Much active discussion also exists on whether there should be more public disclosure of tax information. The G20 and OECD concluded that the new disclosures, like other tax information, should only be provided to tax authorities, and should remain confidential. That is sensible since tax filings may include commercially sensitive information.

Yet the calls for wider disclosure remain, relying on the following premises:

  • That public disclosure will ensure a greater level of scrutiny, and is therefore in the public interest. This is a worrying claim, as it inherently surmises that tax authorities are not adequately scrutinising taxpayers and that the public, with incomplete information, experience, and insight into the facts, would be better at enforcing compliance with tax law. This distrust in the quality of tax administration is troubling, and should be addressed. Tax authorities have clear performance metrics in place and if concerns exist, attention should be focused there.
  • That public disclosure will constrain immoral corporate behaviour, on the basis that tax authorities apply the law rather than make a moral judgement call. The UK requirement to publish a tax strategy, for example, may focus more attention of the board to the tax profile, and hence avoid the risk that tax is given insufficient scrutiny. However, if this approach is adopted, care must be taken to ensure that what is published is clearly understandable and focused on the risks concerned. In contrast, the publication of the BEPS 13 country by country reporting template, something clearly intended to be used by the tax authority alongside other information, would appear to fail this test.
  • That some companies already voluntarily publish similar information. The selection of what to publish is made by each business, and may be targeted at various stakeholders, including customers, shareholders and regulators. But the fact that some businesses publish data does not mean there is benefit to all doing so. In a world where financial statements are already long and complex, extra information may actually lead to less transparency, with too much data undermining a clear picture.

Any public disclosure again risks the exposure of commercial information leakage, and should therefore be considered with extreme care.

Building positive engagement

But securing information is just a means to an end: that taxes are duly paid. The G20 could use the time taken to evaluate the success of its new transparency requirements to reinforce the cooperative compliance concept championed by the OECD. The detailed understanding of business activity obtained by a tax authority under cooperative compliance can help put apparent anomalies in context and avoid needless conflict. Likewise, a robust understanding by the taxpayer of the concerns of tax authorities can ensure that responses address the issues at hand, securing efficient resolution and a growth of trust.

Indeed, as new information potentially gives rise to confusion and disputes, a further decline in that trust is a risk. That is in no-one’s interest. As part of the G20’s work on tax and growth, a recommitment to building trust would be well received. Ultimately, communication remains a human process and open dialogue will resolve queries far more efficiently than any other route.

Conclusion

As the G20 considers where next for “tax transparency”, we urge it to take the time to see how BEPS changes play out.

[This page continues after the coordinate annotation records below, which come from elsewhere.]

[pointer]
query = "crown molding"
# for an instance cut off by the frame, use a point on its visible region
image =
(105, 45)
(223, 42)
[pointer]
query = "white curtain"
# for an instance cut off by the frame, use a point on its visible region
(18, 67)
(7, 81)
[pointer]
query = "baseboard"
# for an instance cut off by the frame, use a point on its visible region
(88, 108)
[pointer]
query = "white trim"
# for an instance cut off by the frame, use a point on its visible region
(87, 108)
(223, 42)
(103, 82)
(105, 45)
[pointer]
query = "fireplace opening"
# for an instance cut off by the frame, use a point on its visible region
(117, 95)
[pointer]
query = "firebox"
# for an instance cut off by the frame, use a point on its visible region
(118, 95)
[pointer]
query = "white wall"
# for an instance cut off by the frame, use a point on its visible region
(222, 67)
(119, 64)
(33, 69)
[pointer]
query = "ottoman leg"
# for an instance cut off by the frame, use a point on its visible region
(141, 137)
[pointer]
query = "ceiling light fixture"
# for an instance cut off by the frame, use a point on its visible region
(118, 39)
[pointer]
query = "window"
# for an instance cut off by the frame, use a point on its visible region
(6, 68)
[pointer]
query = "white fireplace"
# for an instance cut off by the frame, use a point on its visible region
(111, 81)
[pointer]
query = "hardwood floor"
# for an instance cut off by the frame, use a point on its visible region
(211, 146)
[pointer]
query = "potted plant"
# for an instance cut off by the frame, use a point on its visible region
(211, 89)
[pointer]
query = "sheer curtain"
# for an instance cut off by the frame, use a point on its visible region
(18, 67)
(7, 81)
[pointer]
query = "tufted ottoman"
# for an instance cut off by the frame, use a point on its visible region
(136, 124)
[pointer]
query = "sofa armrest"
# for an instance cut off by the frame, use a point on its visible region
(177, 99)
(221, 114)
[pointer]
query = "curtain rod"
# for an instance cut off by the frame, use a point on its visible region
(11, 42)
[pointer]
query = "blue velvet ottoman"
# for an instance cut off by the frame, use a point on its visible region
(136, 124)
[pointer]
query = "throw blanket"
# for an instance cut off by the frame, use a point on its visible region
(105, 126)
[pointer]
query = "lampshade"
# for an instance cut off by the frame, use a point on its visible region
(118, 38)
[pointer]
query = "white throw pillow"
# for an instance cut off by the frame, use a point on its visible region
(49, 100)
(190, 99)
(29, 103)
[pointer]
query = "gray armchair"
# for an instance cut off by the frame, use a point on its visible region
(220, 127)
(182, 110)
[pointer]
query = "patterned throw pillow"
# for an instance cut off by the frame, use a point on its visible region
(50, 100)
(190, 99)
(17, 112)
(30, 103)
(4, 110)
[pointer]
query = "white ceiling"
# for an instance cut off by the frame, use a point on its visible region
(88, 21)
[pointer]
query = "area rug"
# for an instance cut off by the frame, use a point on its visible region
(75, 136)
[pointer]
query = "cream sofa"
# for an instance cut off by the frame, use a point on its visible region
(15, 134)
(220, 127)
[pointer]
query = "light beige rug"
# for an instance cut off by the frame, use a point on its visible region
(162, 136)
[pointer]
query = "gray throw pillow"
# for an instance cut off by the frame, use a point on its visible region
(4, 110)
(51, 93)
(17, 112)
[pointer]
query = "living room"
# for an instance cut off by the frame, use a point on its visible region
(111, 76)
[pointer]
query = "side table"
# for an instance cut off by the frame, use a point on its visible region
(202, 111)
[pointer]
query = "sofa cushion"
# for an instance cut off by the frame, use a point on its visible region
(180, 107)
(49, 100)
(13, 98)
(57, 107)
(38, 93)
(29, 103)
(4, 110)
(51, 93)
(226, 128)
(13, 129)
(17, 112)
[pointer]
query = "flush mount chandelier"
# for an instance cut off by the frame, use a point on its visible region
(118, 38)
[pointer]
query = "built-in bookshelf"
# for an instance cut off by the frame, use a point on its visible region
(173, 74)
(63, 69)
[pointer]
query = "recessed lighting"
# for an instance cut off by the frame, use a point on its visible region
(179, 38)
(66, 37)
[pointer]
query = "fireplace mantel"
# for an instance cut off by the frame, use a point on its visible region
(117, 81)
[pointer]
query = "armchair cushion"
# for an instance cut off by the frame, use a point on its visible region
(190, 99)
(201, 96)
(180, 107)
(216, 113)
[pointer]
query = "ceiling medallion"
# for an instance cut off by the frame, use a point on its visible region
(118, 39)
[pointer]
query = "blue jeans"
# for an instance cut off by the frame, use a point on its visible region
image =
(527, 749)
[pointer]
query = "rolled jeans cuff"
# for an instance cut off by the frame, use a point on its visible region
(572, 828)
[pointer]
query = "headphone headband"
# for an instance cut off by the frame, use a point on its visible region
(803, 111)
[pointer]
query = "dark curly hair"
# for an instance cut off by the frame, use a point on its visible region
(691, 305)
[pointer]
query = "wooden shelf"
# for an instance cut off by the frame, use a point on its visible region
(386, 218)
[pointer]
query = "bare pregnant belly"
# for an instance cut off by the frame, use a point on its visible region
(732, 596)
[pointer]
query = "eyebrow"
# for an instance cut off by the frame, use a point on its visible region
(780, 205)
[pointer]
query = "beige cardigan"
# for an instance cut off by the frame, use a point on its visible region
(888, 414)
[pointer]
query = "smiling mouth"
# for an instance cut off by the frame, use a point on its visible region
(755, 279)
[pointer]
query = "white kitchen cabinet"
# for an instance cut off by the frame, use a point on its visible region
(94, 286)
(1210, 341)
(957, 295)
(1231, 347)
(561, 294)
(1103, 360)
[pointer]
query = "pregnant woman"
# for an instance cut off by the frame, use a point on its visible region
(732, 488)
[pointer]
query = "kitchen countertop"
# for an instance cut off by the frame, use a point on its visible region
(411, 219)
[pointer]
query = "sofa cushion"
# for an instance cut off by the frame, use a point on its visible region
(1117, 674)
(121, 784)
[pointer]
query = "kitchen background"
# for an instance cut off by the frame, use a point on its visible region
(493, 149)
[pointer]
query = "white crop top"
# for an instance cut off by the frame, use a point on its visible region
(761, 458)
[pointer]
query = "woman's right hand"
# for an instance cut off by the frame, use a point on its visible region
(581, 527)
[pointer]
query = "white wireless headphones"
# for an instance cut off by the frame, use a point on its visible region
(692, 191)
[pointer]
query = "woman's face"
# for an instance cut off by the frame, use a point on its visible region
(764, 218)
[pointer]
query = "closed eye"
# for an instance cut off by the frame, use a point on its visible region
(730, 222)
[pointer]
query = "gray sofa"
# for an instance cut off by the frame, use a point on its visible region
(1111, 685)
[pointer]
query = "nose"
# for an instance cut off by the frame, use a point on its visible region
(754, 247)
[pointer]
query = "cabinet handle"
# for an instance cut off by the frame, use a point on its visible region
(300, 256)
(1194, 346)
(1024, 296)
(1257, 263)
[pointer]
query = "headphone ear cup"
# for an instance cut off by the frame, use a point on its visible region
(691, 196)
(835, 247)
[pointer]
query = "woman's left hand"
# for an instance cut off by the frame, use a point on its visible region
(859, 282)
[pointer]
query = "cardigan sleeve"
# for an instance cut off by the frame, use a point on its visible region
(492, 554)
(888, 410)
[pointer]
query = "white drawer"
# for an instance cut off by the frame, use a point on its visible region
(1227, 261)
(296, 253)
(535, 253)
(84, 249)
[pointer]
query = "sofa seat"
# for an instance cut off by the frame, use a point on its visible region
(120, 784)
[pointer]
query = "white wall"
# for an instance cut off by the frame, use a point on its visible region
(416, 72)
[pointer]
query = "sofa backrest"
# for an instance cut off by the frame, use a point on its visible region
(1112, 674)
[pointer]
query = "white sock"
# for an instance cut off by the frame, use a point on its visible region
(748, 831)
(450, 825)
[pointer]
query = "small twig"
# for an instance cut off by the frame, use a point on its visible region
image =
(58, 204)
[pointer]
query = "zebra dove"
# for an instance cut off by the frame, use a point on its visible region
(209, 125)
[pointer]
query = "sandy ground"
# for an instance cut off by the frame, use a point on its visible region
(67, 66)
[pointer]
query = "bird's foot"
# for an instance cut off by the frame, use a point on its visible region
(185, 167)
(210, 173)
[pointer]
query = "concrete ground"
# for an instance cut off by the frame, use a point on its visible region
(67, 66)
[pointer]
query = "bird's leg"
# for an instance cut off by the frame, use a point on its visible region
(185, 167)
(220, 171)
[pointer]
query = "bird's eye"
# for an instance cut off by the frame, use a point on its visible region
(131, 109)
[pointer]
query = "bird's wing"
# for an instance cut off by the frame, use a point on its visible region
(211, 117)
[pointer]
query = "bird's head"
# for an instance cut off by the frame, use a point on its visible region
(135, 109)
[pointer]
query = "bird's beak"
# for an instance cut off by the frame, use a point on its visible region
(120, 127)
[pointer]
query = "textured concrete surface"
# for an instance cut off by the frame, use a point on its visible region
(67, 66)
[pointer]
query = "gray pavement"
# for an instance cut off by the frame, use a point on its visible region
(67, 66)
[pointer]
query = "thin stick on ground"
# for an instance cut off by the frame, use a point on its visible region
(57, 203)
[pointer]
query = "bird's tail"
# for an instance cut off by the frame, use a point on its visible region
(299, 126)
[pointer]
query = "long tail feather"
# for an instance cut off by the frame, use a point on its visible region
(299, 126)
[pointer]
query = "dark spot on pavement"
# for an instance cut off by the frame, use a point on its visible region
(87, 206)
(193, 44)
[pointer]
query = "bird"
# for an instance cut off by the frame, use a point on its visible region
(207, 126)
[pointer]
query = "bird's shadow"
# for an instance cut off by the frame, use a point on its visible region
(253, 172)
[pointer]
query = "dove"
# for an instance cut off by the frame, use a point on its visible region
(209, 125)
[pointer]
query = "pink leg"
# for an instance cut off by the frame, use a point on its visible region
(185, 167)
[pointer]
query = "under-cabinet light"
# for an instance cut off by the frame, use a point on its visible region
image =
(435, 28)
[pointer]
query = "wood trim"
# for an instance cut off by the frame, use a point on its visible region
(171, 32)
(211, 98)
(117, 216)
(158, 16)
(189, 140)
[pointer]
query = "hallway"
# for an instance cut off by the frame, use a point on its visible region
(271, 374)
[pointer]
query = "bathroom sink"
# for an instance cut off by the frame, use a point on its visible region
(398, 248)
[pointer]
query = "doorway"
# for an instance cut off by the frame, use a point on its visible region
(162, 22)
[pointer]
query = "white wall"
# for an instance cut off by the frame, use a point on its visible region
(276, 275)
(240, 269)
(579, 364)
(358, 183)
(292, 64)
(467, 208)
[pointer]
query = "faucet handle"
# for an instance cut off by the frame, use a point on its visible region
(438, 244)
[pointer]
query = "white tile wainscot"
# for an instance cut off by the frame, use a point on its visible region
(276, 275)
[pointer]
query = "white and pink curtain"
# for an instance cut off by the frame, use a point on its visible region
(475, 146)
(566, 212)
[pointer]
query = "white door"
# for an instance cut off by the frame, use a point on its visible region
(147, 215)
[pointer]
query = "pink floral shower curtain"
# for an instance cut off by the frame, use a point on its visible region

All stakeholders should use the period following the recrafting of international tax rules to hold a substantive discussion of what information is needed and what is not. The fact that more information can be provided does not necessarily mean that it should. And the holding of information brings responsibilities, and hence should be carefully considered.

Governments should support their tax authorities, enabling them to rebuild the trust that some who demand public disclosure imply has been lost.

Some appear to be arguing that there is no such thing as “too much transparency,” but this should be considered carefully. With the WTO and the OECD working hard to ensure that trade secrets remain secret in order to foster and encourage entrepreneurism and innovation, it’s clear that there is a limit. We should all approach that limit carefully, rather than overshooting and regretting it later.